As of Tuesday, the Centers for Medicare and Medicaid Services (CMS) began paying laboratories $100 for each COVID-19 diagnostic test they conduct using high-throughput technologies to rapidly process large numbers of samples, nearly twice the approximately $51 per test the agency pays them for other types of COVID-19 tests.
"This is an absolute game-changer for nursing homes, where risk of coronavirus infection is high among our most vulnerable," CMS Administrator Seema Verma said in a statement.
The increased reimbursement will benefit diagnostic companies, such as Laboratory Corporation of America (LH -0.99%) and Quest Diagnostics (DGX -1.45%), which both have large networks of labs that have been running COVID-19 tests for over a month.
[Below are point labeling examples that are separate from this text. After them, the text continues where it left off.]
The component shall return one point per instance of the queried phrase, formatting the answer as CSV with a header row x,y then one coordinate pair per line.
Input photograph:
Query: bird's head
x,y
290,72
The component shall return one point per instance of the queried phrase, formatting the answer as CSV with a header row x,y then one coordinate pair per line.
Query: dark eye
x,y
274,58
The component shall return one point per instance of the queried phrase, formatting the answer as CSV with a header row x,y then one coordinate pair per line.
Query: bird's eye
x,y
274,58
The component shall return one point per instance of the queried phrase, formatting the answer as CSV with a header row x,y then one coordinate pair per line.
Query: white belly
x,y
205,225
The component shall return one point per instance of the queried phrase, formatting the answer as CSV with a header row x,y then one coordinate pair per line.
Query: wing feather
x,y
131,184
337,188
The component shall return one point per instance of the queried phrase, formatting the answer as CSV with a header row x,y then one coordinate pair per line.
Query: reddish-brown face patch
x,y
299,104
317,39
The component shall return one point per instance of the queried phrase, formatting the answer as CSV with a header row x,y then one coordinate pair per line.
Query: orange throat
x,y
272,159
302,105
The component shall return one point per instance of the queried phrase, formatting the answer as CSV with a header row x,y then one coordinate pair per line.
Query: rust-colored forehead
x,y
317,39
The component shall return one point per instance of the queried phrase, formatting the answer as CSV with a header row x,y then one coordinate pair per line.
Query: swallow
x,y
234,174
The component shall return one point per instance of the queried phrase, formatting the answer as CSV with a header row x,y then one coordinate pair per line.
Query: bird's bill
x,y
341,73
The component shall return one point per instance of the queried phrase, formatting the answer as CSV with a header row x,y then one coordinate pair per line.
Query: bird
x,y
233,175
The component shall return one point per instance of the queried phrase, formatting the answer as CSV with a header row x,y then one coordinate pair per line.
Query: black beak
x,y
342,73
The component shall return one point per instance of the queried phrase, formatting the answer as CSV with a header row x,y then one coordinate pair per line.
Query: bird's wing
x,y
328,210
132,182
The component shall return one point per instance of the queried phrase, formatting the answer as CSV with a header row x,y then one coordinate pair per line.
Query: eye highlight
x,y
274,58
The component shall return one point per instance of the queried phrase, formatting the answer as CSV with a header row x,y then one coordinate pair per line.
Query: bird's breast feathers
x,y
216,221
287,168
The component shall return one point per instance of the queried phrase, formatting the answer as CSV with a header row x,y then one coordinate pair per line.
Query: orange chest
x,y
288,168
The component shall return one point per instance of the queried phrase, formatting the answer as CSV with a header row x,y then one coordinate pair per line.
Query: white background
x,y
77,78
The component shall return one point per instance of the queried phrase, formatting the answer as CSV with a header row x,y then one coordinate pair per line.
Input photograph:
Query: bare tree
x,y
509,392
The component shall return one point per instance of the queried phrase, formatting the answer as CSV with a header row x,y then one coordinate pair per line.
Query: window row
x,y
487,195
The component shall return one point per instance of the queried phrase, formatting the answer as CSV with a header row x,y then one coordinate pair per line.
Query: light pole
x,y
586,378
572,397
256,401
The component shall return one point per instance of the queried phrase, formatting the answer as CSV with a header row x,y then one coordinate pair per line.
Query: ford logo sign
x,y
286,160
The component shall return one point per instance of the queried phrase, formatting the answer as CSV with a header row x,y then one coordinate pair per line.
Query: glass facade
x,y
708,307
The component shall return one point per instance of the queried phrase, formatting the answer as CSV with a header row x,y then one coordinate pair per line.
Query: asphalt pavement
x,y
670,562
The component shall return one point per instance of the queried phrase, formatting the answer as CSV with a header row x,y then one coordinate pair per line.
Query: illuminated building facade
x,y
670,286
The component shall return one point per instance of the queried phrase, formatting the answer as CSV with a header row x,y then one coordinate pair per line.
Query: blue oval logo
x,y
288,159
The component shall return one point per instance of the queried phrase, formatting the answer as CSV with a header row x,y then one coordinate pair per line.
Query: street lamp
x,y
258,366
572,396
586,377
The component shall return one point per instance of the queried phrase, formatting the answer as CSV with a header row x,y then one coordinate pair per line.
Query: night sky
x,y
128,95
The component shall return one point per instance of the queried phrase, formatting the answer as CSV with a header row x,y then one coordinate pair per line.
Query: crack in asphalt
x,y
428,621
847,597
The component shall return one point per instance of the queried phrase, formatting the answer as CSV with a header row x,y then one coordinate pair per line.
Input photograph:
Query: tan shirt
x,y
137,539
It's less clear how much of the increased reimbursement will trickle through to the companies that developed those tests for COVID-19, such as Roche Holding (RHHBY -0.65%), Thermo Fisher Scientific (TMO -0.48%), and Abbott Labs (ABT -1.70%). Considering the cost of the tests, plus need for trained employees to run them, and the general overhead costs, it's possible Lab Corp and Quest were generating slim margins or even losing money processing COVID-19 tests for patients under the previous Medicare reimbursement rate.
The American Clinical Laboratory Association (ACLA), a trade group of diagnostic testing laboratories, praised the CMS's move.
"We know that the lack of predictable reimbursement for tests performed has been a barrier to entry for some laboratories, and today's decision will help encourage all laboratories with the appropriate expertise to come to the table and perform COVID-19 testing," ACLA President Julie Khani said in a statement.